А у меня сердечко ускоренно бьется, я пытаюсь понять, что у мужа в голове происходит. Он сам-то в курсе?
— Попросить, чтобы ты больше не вламывался ко мне в душ, — говорю мягко. — Я испугалась.
— Меня? — Он прислоняется к косяку плечом.
— Ты ни разу так не делал раньше, а тут, после новости о моем свидании, вдруг приперся.
— Думаешь, это как-то связано? — вновь улыбается Макс. Загадочно.
Опускает глаза, позволяя пару секунд бесстыже его рассматривать, затем вскидывает — аж жаром обдает.
— Думаю, ты в ярости сейчас.
Он вновь смотрит в пол, улыбается шире. Не глазами, только ртом.
Максим улыбается, когда бесится, злится, когда ему плохо. Этому его научила политика. Улыбаться напоказ, когда фигово, — это и талант, и проклятие.
Я вдруг понимаю это, и волоски поднимаются.
— Я не могу тебя оставить без охраны, поэтому, пока ищу малому замену, потерпишь без свидания?
— Потерплю. Не спеши. Мы хорошо с ним ладим. Мне будет сложно привыкнуть к кому-то другому.
— Есть такая штука в шахматах, называется «вилка». Когда идет нападение на две фигуры разом, и что бы ты ни выбрал, исход так себе.

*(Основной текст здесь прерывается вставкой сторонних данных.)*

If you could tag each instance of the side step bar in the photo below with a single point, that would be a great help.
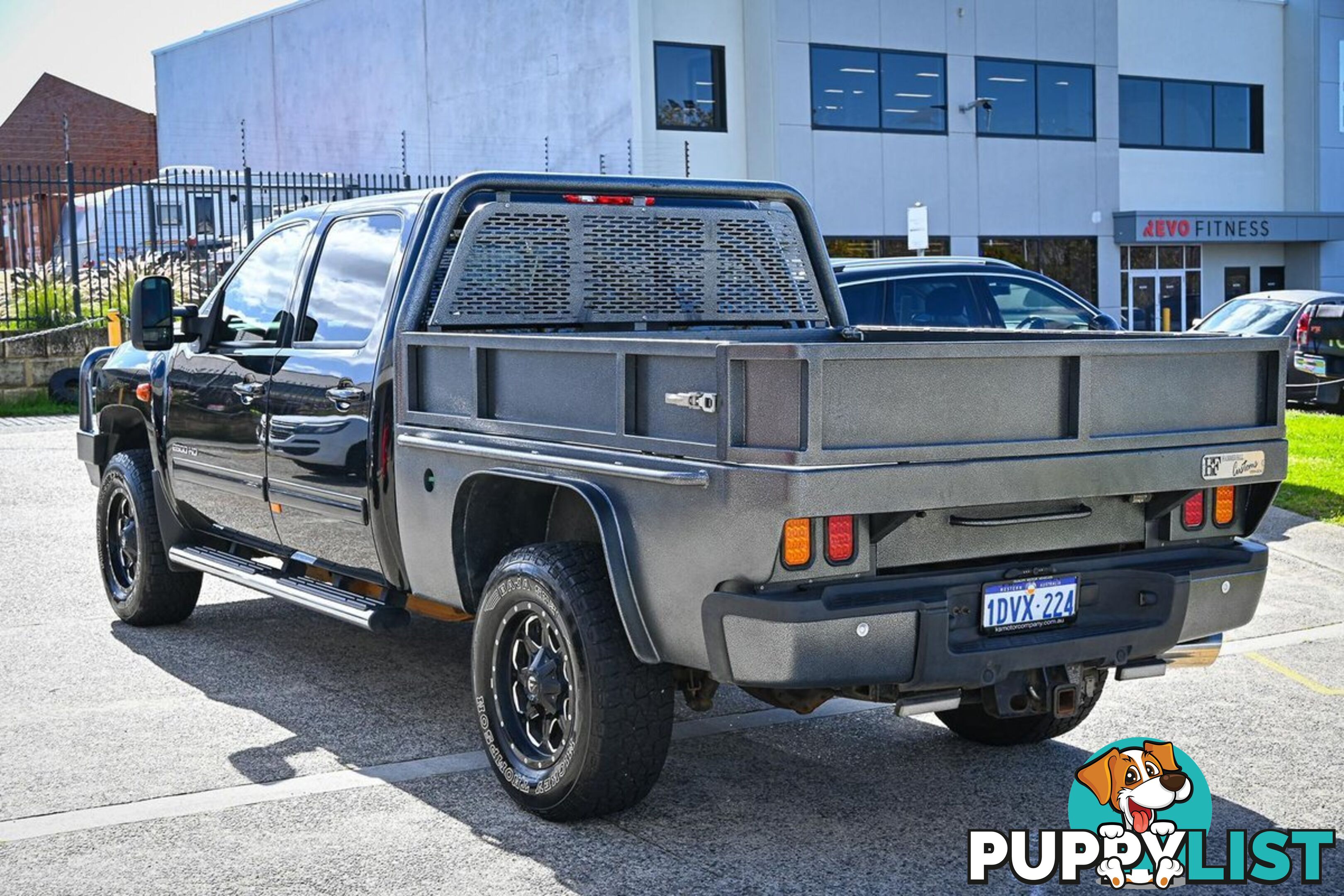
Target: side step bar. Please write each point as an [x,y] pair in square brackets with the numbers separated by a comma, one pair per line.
[311,594]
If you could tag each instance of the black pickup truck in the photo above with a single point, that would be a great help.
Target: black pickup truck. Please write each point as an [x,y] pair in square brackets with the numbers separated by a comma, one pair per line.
[626,428]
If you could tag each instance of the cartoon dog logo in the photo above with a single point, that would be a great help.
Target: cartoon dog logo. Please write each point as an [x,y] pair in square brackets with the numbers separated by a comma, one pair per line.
[1137,784]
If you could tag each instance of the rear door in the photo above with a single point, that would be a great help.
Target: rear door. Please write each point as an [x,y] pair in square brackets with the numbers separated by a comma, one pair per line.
[320,393]
[217,397]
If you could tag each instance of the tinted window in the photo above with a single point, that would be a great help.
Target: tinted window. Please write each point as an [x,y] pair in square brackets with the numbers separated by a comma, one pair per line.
[689,86]
[1140,112]
[933,302]
[913,88]
[845,88]
[864,303]
[1029,305]
[1252,316]
[1010,88]
[1064,101]
[351,280]
[256,297]
[1187,114]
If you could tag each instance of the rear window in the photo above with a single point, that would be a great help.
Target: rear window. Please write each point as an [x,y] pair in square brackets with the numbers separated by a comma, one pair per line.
[1260,316]
[916,302]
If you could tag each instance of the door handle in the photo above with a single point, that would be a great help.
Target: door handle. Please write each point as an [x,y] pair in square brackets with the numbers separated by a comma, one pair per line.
[249,391]
[345,395]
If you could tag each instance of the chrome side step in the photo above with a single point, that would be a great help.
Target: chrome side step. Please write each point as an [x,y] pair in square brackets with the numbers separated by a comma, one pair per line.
[311,594]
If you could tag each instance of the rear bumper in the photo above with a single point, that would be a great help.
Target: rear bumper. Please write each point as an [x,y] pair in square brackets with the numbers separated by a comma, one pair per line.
[923,631]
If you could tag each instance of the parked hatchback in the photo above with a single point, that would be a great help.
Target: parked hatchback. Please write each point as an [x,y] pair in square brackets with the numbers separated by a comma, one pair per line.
[960,293]
[1273,314]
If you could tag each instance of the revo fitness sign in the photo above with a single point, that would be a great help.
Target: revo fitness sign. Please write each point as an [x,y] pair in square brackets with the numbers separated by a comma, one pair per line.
[1218,229]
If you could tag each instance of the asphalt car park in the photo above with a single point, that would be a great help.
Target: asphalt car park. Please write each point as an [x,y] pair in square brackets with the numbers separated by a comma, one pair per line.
[258,749]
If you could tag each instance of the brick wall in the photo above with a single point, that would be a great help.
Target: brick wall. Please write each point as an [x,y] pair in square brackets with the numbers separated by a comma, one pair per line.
[27,365]
[104,134]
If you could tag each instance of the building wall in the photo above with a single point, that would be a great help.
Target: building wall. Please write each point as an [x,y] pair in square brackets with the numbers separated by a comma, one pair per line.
[1164,39]
[331,85]
[104,134]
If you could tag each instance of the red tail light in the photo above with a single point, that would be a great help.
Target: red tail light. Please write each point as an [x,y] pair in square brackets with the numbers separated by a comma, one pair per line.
[589,199]
[1193,512]
[839,539]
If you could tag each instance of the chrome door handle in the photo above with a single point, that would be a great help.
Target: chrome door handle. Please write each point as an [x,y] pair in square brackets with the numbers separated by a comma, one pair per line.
[249,391]
[345,395]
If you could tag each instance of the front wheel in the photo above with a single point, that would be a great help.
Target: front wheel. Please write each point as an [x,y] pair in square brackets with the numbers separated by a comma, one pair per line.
[974,723]
[575,725]
[140,585]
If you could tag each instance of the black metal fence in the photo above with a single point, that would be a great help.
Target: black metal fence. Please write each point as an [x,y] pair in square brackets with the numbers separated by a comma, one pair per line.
[74,241]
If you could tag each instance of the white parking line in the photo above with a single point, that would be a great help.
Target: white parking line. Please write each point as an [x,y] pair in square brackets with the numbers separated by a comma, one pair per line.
[393,773]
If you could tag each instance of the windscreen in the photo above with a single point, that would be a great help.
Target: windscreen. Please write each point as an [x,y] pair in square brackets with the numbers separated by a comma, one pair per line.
[1257,316]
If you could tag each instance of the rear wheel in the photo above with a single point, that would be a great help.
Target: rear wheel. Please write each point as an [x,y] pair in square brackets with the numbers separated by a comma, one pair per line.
[974,723]
[575,725]
[141,587]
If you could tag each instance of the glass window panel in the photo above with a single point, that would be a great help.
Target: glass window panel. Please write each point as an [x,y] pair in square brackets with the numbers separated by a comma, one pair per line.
[1143,257]
[1140,112]
[256,297]
[1143,303]
[863,303]
[1232,117]
[351,280]
[1065,101]
[1187,114]
[689,85]
[845,88]
[1010,90]
[935,302]
[1029,305]
[913,92]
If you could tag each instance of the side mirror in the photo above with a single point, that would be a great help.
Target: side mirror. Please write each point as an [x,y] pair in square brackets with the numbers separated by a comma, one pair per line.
[152,315]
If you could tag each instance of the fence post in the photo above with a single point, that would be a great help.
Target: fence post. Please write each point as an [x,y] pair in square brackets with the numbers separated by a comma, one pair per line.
[248,202]
[74,236]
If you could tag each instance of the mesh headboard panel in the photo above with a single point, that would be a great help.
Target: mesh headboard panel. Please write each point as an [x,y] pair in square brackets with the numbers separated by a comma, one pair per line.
[521,264]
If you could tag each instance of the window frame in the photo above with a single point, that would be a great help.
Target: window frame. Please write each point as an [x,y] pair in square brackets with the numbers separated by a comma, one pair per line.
[879,128]
[1035,90]
[394,272]
[1256,124]
[717,68]
[214,307]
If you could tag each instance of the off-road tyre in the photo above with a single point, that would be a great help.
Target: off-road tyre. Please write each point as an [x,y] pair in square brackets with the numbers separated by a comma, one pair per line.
[596,737]
[140,585]
[974,723]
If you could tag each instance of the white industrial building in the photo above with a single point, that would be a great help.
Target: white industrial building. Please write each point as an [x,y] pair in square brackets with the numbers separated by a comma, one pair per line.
[1155,155]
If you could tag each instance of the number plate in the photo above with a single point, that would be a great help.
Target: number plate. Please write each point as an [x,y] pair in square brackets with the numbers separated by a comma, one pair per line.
[1029,604]
[1314,365]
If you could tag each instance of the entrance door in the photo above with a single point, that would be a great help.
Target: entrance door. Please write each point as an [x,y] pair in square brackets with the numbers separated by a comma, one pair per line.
[320,445]
[218,397]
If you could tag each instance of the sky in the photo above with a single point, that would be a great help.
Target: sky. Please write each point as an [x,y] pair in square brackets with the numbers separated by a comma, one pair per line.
[102,45]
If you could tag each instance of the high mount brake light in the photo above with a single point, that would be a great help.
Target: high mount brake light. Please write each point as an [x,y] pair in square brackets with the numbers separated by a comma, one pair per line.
[590,199]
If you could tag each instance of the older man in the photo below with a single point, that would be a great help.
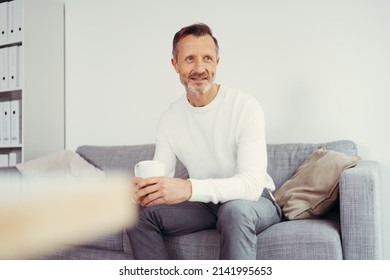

— Научишь меня такие ставить? — показываю ему все свои ровные тридцать два.
— Ты умеешь, малыш.
«Малыш». Хихикаю. Вот гад. Может, я и поставила ему вилку, но игрок он по-прежнему опасный.
— Во сколько мне завтра быть готовой?
— К семи. Я скину адрес.
— Как одеться? Скромнее, строже, вульгарнее?
— Чтобы все видели, что моя жена, топовая модель, в одежде не менее прекрасна, чем без.
— Окей… Тогда я оставлю Виту с Папушей, и Сёма меня привезет в город. Да?
Вообще не понимаю, зачем сказала «Сёма».
— Рискуешь. — Максим проходит по комнате, расстилает кровать.
Я пожимаю плечами:
— В нашей семье нормально путаться с подчиненными. Ладно, это все тупые шутки, у меня с ним ничего не будет, пока он на тебя работает. Иначе я саму себя отвезу обратно в деревню.
— Если берега потеряет, только скажи.
— Оборвешь малому уши?
— Оборву.
Я разворачиваюсь и ухожу, слыша краем уха, как Макс бурчит себе под нос: «Что-нибудь».
Забираюсь под одеяло, у самой сердце пылает, кровь бурлит. Проигрываю в голове наш диалог снова и снова, пропускаю сквозь себя интонации. Потом открываю видео на телефоне. Я ведь так ни разу и не посмотрела его полностью, не нашла достаточно смелости. Оно казалось вульгарным, пошлым, не тем, что может меня касаться.